The case, brought by the California Restaurant Association (CRA), was sent back to the U.S. District Court for the Northern District of California, where the CRA’s claim that the ban is also preempted by California law will be heard.

“Cities and states are not equipped to regulate the energy use or energy efficiency of appliances that businesses and homeowners have chosen; energy policy and conservation is an issue with national scope and national security implications,” said CRA president and CEO Jot Condie in a press release. “This ordinance, as well as the solution it seeks, is an overreaching measure beyond the scope of any city.”

The CRA was represented by the law firm of Reichman Jorgensen Lehman & Feldberg.

“The Ninth Circuit’s ruling today underscores the importance of a consistent national energy policy, which was Congress’ intent the whole time,” said Sarah O. Jorgensen, a partner in the firm, in an April 17 press release. “Cities and states should not be permitted to overrule energy decisions that affect the country as a whole.”

Berkeley city attorney Farimah Faiz Brown said the city is evaluating its next move.

Matt Vespa, an attorney with the environmental group Earthjustice, said the appeals court’s decision was disappointing but not entirely surprising, given that the judges seemed skeptical during oral arguments.

“We’re obviously disappointed with the ruling and it does, to us, feel like an overreach,” Vespa said.

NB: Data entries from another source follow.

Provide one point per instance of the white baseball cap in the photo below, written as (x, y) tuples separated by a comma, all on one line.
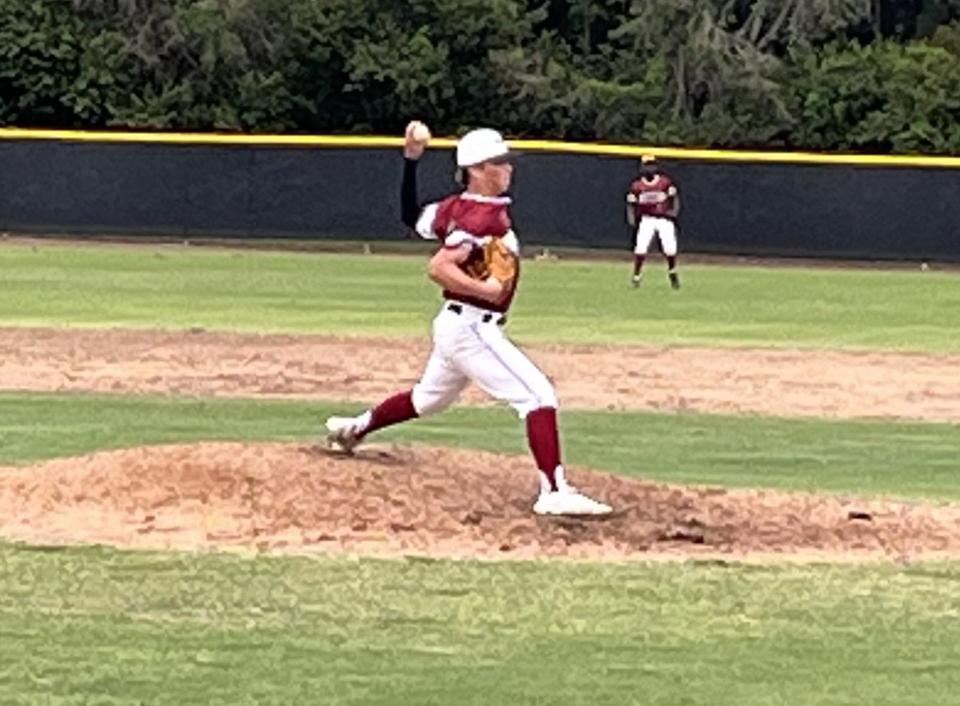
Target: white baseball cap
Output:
[(479, 146)]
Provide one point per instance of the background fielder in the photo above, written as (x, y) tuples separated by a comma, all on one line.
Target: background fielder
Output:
[(653, 203)]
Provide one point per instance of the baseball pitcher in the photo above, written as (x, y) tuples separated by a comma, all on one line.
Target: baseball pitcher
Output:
[(477, 266)]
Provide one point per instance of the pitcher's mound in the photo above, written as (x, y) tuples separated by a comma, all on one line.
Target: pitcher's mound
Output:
[(393, 499)]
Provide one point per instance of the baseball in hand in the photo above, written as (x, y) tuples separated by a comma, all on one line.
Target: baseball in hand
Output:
[(420, 132)]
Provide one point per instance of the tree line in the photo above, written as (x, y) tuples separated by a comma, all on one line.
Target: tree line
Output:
[(860, 75)]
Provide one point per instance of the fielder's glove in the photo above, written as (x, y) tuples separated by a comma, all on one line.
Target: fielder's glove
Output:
[(493, 260)]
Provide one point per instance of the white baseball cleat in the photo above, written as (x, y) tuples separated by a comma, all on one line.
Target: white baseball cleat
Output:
[(343, 433), (569, 501)]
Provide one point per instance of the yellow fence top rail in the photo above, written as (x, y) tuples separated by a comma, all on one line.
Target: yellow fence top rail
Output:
[(594, 148)]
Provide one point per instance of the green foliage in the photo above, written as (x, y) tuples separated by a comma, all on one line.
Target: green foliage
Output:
[(759, 73), (883, 97)]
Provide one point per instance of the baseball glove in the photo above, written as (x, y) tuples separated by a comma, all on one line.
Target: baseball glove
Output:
[(492, 260)]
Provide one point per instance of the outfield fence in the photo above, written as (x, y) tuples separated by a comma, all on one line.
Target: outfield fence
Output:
[(566, 194)]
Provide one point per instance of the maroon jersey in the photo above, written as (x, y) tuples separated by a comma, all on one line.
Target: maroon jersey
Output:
[(653, 198), (472, 219)]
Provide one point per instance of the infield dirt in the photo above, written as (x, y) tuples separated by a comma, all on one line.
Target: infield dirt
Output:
[(445, 502)]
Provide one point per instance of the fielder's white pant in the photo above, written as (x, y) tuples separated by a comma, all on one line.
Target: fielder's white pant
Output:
[(663, 228), (465, 349)]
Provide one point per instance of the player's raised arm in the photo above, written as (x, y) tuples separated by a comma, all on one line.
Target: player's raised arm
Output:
[(415, 141)]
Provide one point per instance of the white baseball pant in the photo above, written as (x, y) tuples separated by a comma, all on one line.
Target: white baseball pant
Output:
[(651, 227), (466, 348)]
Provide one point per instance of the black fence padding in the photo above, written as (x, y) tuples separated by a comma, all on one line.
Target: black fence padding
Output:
[(560, 199)]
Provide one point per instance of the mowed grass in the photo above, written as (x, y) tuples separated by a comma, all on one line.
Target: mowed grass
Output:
[(856, 457), (98, 626), (568, 301)]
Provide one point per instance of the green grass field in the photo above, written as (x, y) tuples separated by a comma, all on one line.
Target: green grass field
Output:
[(101, 626), (178, 287)]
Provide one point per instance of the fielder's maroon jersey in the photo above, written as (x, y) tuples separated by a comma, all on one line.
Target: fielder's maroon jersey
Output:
[(472, 219), (653, 198)]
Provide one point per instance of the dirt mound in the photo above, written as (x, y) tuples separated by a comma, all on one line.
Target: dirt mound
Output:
[(814, 383), (288, 497)]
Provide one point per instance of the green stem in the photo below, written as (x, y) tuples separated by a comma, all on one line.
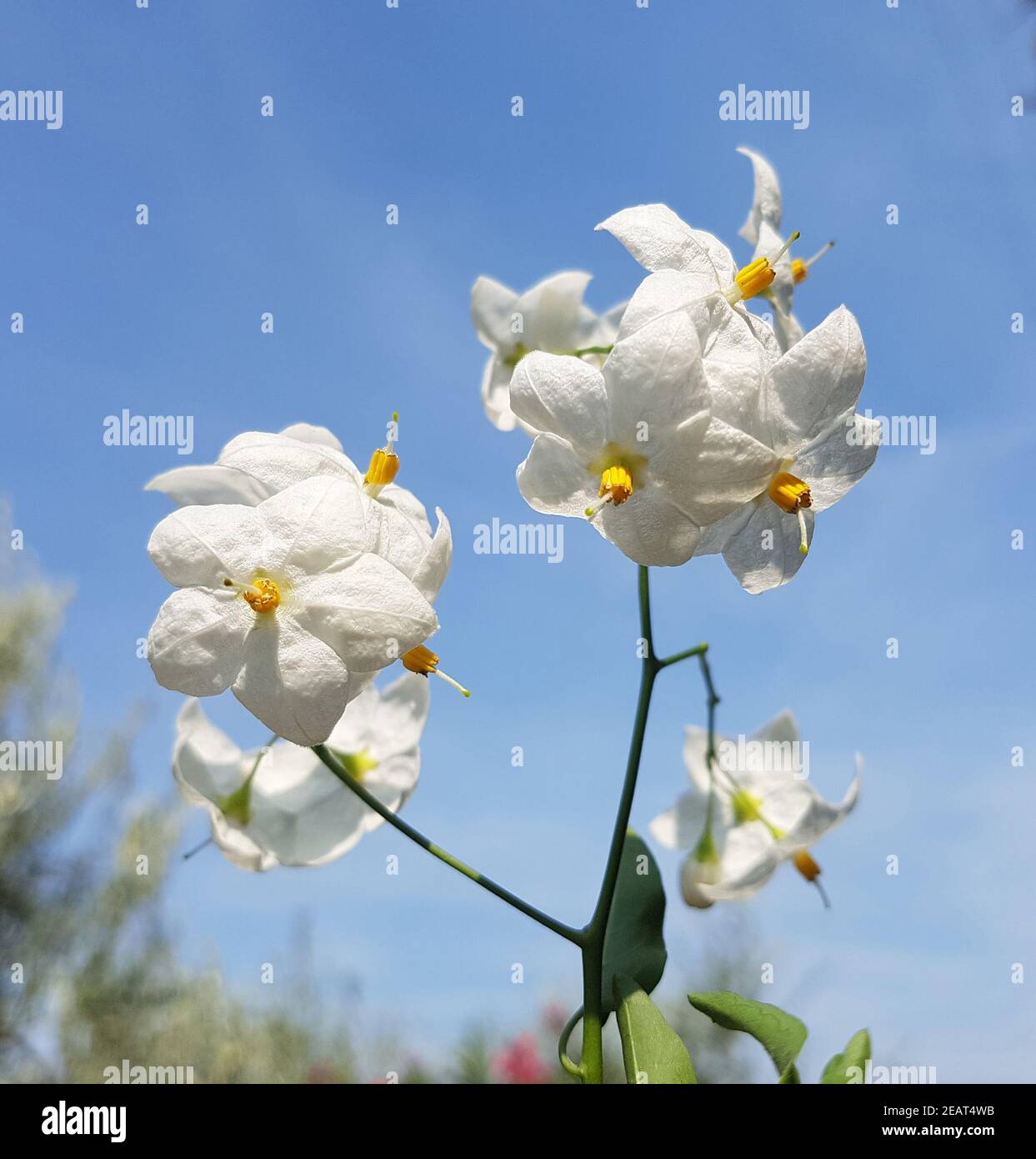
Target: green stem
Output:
[(593, 1060), (418, 837)]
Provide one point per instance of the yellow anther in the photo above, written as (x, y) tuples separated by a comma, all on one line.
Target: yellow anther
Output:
[(757, 276), (789, 493), (383, 469), (793, 495), (424, 662), (806, 865), (262, 595), (617, 484)]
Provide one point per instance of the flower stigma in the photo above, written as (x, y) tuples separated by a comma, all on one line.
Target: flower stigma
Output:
[(424, 662), (757, 276), (800, 269), (385, 463)]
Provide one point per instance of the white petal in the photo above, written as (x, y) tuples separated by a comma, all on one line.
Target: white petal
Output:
[(202, 546), (277, 461), (431, 571), (553, 480), (561, 395), (368, 612), (319, 524), (493, 305), (766, 197), (716, 473), (750, 858), (655, 382), (765, 553), (306, 433), (650, 528), (291, 680), (210, 484), (834, 464), (816, 382), (196, 642), (207, 764), (661, 241), (682, 826), (555, 318)]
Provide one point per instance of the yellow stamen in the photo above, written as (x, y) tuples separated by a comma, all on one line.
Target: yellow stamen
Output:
[(757, 276), (264, 598), (789, 493), (615, 487), (424, 662), (385, 463), (793, 495), (806, 865)]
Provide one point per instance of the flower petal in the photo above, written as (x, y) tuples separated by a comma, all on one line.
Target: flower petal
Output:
[(202, 546), (368, 612), (834, 464), (210, 484), (198, 640), (682, 826), (650, 528), (319, 524), (493, 305), (766, 196), (291, 680), (661, 241), (561, 395), (765, 552), (816, 382), (553, 480)]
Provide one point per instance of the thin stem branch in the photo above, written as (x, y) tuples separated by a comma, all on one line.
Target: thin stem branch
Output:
[(418, 838), (593, 1058)]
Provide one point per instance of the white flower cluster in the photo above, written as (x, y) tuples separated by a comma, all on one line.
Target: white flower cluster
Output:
[(299, 579), (683, 424), (680, 424)]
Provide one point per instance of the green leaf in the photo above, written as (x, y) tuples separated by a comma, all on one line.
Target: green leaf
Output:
[(779, 1033), (855, 1054), (652, 1051), (633, 944)]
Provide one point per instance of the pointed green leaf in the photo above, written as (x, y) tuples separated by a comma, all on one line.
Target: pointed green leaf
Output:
[(652, 1051), (779, 1033), (633, 941), (855, 1054)]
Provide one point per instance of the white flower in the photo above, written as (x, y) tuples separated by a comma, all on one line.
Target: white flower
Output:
[(762, 229), (549, 317), (807, 419), (281, 805), (258, 465), (631, 445), (282, 603), (765, 811)]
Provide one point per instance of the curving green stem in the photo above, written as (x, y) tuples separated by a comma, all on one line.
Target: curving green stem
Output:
[(593, 1060), (418, 837)]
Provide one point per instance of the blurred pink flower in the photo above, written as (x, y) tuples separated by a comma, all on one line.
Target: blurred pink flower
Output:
[(520, 1063)]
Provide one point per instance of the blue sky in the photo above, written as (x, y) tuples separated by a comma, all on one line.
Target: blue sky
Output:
[(412, 107)]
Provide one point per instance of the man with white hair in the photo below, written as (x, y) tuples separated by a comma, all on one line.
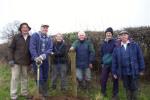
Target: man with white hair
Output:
[(85, 54)]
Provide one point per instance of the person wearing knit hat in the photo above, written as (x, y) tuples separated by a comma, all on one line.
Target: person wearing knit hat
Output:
[(106, 50), (109, 29), (128, 63)]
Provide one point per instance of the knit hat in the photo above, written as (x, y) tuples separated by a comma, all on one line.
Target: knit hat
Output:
[(124, 32), (22, 25), (109, 29), (44, 25)]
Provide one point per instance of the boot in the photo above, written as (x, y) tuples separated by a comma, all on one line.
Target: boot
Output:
[(128, 93), (134, 95), (88, 85), (45, 89), (115, 97)]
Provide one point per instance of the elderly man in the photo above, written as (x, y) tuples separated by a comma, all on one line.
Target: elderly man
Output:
[(40, 47), (19, 57), (129, 63), (84, 57)]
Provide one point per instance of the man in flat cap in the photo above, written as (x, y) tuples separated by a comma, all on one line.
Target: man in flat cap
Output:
[(19, 59), (40, 47), (128, 63)]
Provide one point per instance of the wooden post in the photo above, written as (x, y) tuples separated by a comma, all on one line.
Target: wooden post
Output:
[(72, 56)]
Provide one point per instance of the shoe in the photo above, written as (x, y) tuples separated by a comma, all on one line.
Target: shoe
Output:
[(115, 97), (54, 87), (28, 97)]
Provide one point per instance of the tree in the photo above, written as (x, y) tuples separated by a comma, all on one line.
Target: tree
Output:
[(10, 30)]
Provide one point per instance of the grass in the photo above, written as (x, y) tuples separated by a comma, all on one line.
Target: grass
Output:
[(93, 93)]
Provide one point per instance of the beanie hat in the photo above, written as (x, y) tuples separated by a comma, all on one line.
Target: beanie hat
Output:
[(109, 29)]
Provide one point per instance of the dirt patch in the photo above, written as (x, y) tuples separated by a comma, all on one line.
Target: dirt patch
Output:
[(65, 98)]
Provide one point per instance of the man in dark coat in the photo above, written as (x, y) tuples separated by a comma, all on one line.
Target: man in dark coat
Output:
[(59, 66), (128, 63), (19, 59), (106, 51), (85, 54)]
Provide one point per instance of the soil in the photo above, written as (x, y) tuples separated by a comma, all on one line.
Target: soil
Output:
[(65, 98)]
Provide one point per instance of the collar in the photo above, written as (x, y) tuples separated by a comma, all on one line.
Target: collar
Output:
[(42, 34), (125, 43), (20, 34)]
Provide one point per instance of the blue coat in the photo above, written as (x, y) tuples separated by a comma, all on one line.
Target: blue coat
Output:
[(107, 48), (136, 60), (85, 53), (35, 46)]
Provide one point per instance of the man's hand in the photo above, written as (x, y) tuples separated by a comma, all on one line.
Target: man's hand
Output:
[(38, 60), (11, 63), (115, 76), (102, 65), (141, 73), (71, 49), (91, 66)]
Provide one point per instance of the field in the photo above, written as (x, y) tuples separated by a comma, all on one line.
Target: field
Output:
[(92, 94)]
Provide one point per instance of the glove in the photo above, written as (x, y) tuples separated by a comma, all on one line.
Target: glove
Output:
[(38, 60), (43, 56), (11, 63), (102, 65)]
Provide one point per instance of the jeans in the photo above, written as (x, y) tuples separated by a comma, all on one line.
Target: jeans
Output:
[(59, 69), (104, 77), (19, 73), (83, 74)]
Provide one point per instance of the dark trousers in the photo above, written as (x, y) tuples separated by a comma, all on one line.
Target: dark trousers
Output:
[(59, 69), (43, 83), (104, 77), (131, 85)]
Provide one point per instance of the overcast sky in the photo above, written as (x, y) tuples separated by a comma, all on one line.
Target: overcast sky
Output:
[(75, 15)]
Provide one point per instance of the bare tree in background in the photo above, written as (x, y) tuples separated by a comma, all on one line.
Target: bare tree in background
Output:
[(10, 30)]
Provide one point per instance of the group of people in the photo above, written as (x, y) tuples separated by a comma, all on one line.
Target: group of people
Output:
[(122, 57)]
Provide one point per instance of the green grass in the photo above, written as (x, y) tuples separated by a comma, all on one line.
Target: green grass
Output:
[(93, 93)]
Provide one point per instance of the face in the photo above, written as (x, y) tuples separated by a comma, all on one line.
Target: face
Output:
[(59, 37), (81, 36), (124, 37), (24, 29), (108, 35), (44, 30)]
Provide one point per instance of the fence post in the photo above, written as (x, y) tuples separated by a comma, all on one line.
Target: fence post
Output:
[(72, 56)]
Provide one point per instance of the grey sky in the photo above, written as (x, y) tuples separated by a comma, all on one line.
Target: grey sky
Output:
[(75, 15)]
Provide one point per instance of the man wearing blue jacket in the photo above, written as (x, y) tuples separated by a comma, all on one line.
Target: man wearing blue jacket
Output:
[(40, 47), (85, 54), (106, 60), (128, 63)]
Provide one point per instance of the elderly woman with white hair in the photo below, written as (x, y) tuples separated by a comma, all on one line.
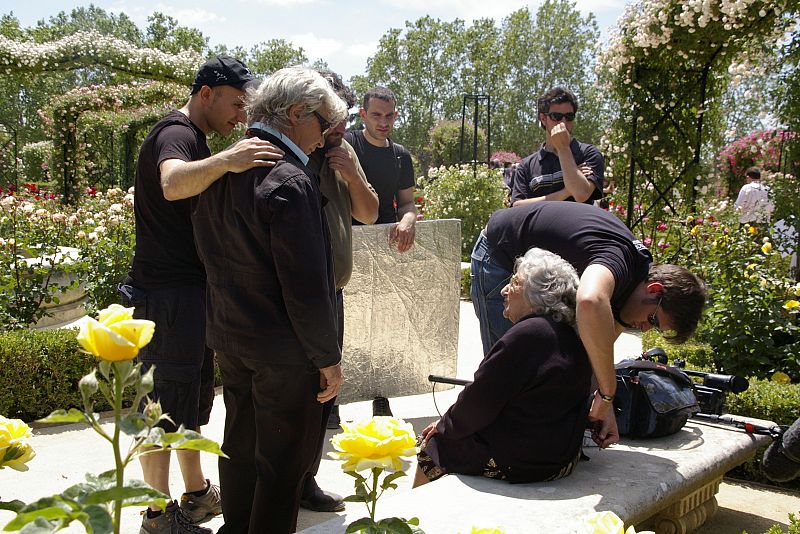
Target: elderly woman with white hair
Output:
[(522, 418), (271, 310)]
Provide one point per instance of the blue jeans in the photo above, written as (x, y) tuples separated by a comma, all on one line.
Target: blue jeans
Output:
[(488, 279)]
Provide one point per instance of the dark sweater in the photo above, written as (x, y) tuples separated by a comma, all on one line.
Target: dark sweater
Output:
[(264, 241), (526, 408)]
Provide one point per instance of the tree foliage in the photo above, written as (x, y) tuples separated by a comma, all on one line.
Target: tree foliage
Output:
[(431, 64)]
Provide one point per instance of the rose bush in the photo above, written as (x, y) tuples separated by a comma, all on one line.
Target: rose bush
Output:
[(116, 336), (376, 445), (15, 450)]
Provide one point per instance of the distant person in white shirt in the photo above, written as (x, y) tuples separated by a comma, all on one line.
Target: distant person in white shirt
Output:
[(753, 204)]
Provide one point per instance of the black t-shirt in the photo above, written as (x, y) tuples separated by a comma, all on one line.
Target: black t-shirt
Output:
[(540, 173), (388, 169), (165, 251), (581, 234)]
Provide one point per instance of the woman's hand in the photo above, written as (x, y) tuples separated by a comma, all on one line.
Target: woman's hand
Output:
[(429, 431)]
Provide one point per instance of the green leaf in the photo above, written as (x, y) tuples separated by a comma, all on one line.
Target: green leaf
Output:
[(365, 523), (47, 513), (131, 494), (387, 482), (43, 526), (133, 424), (395, 525), (62, 416), (201, 444), (97, 519), (13, 506)]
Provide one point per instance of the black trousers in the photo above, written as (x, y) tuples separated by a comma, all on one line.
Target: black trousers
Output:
[(327, 407), (271, 437)]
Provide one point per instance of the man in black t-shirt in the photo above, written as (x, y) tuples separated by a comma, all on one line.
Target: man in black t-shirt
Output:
[(563, 168), (166, 283), (389, 170), (387, 165), (619, 286)]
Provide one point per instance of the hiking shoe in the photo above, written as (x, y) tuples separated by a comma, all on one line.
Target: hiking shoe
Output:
[(380, 406), (201, 509), (333, 419), (170, 521), (318, 500)]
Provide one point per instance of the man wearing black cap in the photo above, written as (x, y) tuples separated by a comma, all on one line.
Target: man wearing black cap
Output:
[(166, 283)]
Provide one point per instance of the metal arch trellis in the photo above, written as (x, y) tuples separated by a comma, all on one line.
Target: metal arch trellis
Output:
[(695, 138), (476, 100)]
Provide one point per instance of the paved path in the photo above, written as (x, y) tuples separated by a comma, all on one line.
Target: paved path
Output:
[(66, 453)]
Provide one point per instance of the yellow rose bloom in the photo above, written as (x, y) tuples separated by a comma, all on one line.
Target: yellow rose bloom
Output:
[(791, 305), (780, 377), (15, 451), (377, 442), (607, 523), (116, 336)]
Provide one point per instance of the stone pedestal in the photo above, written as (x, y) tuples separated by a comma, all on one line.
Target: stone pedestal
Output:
[(71, 302), (401, 311)]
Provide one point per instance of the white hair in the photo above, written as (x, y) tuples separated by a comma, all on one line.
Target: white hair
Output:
[(549, 284), (270, 101)]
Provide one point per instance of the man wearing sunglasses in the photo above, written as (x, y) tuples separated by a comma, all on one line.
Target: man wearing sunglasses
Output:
[(619, 285), (563, 168)]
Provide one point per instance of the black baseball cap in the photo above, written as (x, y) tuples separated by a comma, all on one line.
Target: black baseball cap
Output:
[(223, 70)]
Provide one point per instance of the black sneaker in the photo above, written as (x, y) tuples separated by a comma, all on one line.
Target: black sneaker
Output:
[(171, 521), (203, 508), (319, 500), (380, 406), (333, 419)]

Earthjustice had filed an amicus brief last year in support of the city’s position.

Berkeley’s natural gas infrastructure prohibition was the first such ban in the nation. Since it was adopted, other states and municipalities have adopted measures to curb or prohibit the expansion of fossil fuel use.

New York City, for example, in late 2021 banned natural gas hookups for new buildings of less than seven stories beginning this year, and for taller buildings beginning in 2027 (there are exceptions, including for commercial kitchens).

Attorney Amy Turner, who leads the Cities Climate Law Initiative at the Columbia University law school, said the appeals court’s decision should have a limited scope. It applies only within the Ninth Circuit (Alaska, Arizona, California, Hawaii, Idaho, Montana, Nevada, Oregon, Washington, Guam, and the Northern Mariana Islands), Turner said. And it leaves the door open for different approaches to a ban than the one Berkeley took, Turner said.

New York City, for example, Turner said, enacted its ban through an ordinance restricting air pollution.

“Legal questions remain in connection with the air emissions standard approach, particularly with respect to limitations of state law, but many local governments retain authority to regulate air pollution to some degree,” Turner wrote in a blog post.

The prohibition had resulted in the electrification of newly constructed buildings in Berkeley that likely would have had natural gas infrastructure absent the ban. The majority of electricity used in the city comes from renewable sources such as wind and solar power; most Berkeley electricity customers buy electricity through East Bay Community Energy (EBCE), a not-for-profit public agency.